Wednesday, July 28, 2010

LACK OF ACCOUNTANTS HAMPERS AUDITING (PAGE 42, JULY 29, 2010)

THE Brong Ahafo Regional Director of the Ghana Audit Service, Mr Daniel Kwadwo Marnu, has expressed concern about lack of qualified and competent accountants in some organisations in the region.
The situation, he said, was affecting the preparation of credible financial statements on transactions made to enable officers of the service to conduct their mandated periodic auditing.
According to him, due to the incompetent status of some people working as accountants in some state institutions and organisations, writing accounting records was difficult for them and even when they strive to prepare their financial statements for auditing, the records tended not to be up to date for auditing.
Mr Marnu expressed the concern when he spoke to the Daily Graphic in Sunyani after he had led about 100 members of staff of the service, drawn from the 11 districts in the region, to undertake a two-hour clean-up exercise at the Sunyani Municipal Hospital.

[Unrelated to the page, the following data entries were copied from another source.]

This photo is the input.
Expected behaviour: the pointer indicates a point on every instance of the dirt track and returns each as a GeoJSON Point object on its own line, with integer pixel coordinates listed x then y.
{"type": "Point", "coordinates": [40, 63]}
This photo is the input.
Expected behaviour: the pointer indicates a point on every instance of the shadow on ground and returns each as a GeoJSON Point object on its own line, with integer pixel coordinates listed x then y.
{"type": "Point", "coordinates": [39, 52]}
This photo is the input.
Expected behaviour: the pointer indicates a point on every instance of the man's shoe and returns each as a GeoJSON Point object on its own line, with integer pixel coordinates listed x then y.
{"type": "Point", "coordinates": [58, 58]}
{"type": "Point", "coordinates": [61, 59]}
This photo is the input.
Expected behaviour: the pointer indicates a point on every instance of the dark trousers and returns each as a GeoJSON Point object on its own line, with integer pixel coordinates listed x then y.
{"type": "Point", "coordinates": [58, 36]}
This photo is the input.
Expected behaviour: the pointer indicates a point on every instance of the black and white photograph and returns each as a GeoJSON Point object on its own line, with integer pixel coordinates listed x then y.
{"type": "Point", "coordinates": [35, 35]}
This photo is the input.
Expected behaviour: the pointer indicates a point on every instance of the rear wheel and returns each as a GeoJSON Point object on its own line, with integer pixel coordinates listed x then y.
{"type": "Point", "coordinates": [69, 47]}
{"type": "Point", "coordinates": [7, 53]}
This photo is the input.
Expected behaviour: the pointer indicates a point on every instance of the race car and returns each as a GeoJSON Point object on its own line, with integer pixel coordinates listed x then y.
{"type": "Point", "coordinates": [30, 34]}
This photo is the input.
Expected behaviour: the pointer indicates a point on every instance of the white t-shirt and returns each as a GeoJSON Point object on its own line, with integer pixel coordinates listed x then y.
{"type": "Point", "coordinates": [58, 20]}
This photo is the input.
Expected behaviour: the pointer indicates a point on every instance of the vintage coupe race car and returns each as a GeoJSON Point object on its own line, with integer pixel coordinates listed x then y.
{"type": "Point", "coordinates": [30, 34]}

The voluntary work formed part of activities marking the regional celebration of 100 years of the establishment of the Audit Service in the country.
The theme for the celebration was: “A century of public sector auditing: Defining new frontiers.”

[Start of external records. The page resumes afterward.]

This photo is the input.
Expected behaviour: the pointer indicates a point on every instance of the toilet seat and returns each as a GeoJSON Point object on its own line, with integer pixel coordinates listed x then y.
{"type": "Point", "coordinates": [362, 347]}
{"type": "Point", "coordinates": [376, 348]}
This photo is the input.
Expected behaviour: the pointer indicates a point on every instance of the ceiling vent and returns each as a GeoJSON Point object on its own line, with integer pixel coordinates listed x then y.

The volunteers cleared choked gutters, weeded bushy surroundings and trimmed grasses and shady trees.
Mr Marnu said some of the district assemblies and pre-tertiary educational institutions in the region refused to prepare their accounts on a timely basis, a situation which hampered the service’s statutory period to submit its report to Parliament.
He further alleged that in cases when his outfit planned and prepared scheduled dates for auditing the books of some of the institutions, officers from his outfit would arrive only to be told by the officers in-charge that they were not ready while others would indicate that they were engaged in some activities, such as workshops and seminars.

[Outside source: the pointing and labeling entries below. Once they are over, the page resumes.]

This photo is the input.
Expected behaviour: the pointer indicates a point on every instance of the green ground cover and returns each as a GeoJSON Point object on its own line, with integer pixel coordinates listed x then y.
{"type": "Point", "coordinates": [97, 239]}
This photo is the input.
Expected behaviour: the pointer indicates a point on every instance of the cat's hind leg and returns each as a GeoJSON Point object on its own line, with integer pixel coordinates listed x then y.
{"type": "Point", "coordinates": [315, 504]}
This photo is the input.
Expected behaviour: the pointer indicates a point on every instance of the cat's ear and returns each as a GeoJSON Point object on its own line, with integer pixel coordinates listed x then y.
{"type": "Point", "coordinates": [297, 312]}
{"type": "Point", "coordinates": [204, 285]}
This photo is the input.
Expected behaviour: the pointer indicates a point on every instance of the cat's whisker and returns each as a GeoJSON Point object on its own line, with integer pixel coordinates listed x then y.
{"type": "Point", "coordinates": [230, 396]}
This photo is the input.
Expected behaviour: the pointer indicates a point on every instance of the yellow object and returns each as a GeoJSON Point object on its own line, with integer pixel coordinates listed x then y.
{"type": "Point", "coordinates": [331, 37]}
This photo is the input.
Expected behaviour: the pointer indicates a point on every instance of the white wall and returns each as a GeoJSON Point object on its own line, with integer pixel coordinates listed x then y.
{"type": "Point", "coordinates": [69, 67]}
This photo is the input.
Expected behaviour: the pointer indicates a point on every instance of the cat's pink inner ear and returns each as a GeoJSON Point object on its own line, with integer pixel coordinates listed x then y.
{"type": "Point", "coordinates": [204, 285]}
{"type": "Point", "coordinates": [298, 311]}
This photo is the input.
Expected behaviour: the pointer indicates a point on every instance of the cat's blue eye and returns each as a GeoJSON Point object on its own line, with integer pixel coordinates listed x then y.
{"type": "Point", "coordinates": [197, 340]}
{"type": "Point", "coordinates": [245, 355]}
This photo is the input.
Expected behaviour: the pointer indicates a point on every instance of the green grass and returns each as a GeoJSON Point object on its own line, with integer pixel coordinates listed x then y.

Mr Marnu also observed that some traditional councils had no registrars and accountants to prepare financial statements to be audited, emphasising that some of the accounts offices at some of the councils had even been shut down.
He appealed to accountants to be up and doing by preparing their financial statements on time and making them available for auditing at the appropriate time as the Audit Service had its statutory period to submit its report to Parliament for scrutiny and action.
The Chairman of the Regional Planning Committee for the celebration, Mr Justice Bevary, said the decision to organise the clean-up activities at the Municipal Hospital was to assist the facility’s management in its environmental cleanliness programme.
He observed that with a clean environment, the recovery rate of patients would be accelerated, adding that no matter the level of medication, if the environment was dirty, the recovery rate of the sick would delay.